Chapitre 11

 

— Tu veux que je te dise ce que je ne comprends pas ?

Grégory, la tête inclinée, étudiait Ivy dans sa jupe courte en soie. Un sourire malicieux illumina son visage.

— Je ne comprends pas pourquoi tu ne portes jamais ta belle robe de demoiselle d’honneur.

Maggie leva les yeux de l’en-cas qu’elle avait préparé pour Andrew. Tout le monde était de sortie ce soir-là.

— Ce serait trop habillé pour l’auberge Durney, lança-t-elle. Cela dit, tu as raison, Grégory, il faudrait qu’Ivy ait une autre occasion de la mettre.

Ivy adressa un sourire bref à sa mère, puis fusilla Grégory du coin de l’œil. Lui souriait toujours. Une fois Maggie sortie de la cuisine, il ajouta :

— Tu es drôlement sexy ce soir.

Son ton était neutre, mais ses yeux s’attardèrent sur Ivy. Elle avait renoncé à chercher le sens de certaines de ses remarques, renoncé à savoir s’il lui faisait de vrais compliments ou s’il se moquait d’elle. Une grande partie de ce qu’il lui disait glissait sur elle désormais. Peut-être s’était-elle enfin habituée à lui.

« Plus ça va, plus tu lui trouves des excuses pour tout », lui avait reproché Tristan, lorsqu’elle lui avait raconté les événements du samedi soir.

De fait, Ivy était surtout furieuse contre Éric. Grégory avait refusé d’avouer sa complicité. Il s’était contenté de hausser les épaules en disant : « Éric est imprévisible. C’est ça que j’aime chez lui. »

Bien sûr, Ivy était en colère contre Grégory aussi.

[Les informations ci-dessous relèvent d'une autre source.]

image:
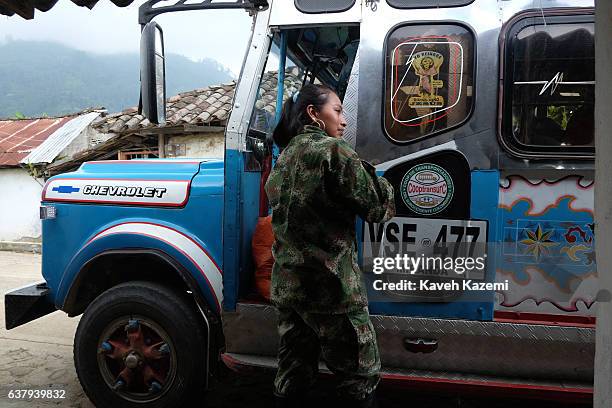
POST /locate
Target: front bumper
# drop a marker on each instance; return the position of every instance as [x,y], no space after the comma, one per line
[27,303]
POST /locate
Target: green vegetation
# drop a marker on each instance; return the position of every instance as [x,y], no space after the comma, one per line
[39,78]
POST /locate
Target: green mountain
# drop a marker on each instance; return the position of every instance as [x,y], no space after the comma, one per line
[38,78]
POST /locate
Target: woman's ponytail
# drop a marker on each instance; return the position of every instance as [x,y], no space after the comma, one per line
[294,116]
[282,132]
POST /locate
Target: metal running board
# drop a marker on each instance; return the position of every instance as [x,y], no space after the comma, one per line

Toutefois, elle ne pouvait se départir dans son jugement de ce qu’elle voyait au quotidien. Depuis la mort de sa mère, il continuait à passer des heures absorbé dans ses pensées. Un jour, il lui avait demandé d’aller faire un tour en voiture avec lui, et ils étaient passés dans le quartier de sa mère. Ivy lui avait raconté qu’elle s’y était trouvée le soir de l’orage. Il avait cessé de lui parler et avait évité son regard jusqu’à leur retour chez eux.

« Il faudrait que j’aie un cœur de pierre pour ne pas avoir de sentiments pour lui », avait-elle expliqué à Tristan en conclusion de leur discussion sur Grégory.

Les deux garçons faisaient en sorte de s’éviter.

Ce soir-là, comme à son habitude, Grégory disparut dès que la voiture de Tristan arriva.

Celui-ci venait toujours de bonne heure pour avoir le temps de faire une partie de cartes de base-ball avec Philip. Ivy remarqua avec quelque satisfaction qu’il ne parvenait pas à se concentrer, bien que son équipe, censée recevoir celle de Philip, perde de deux points.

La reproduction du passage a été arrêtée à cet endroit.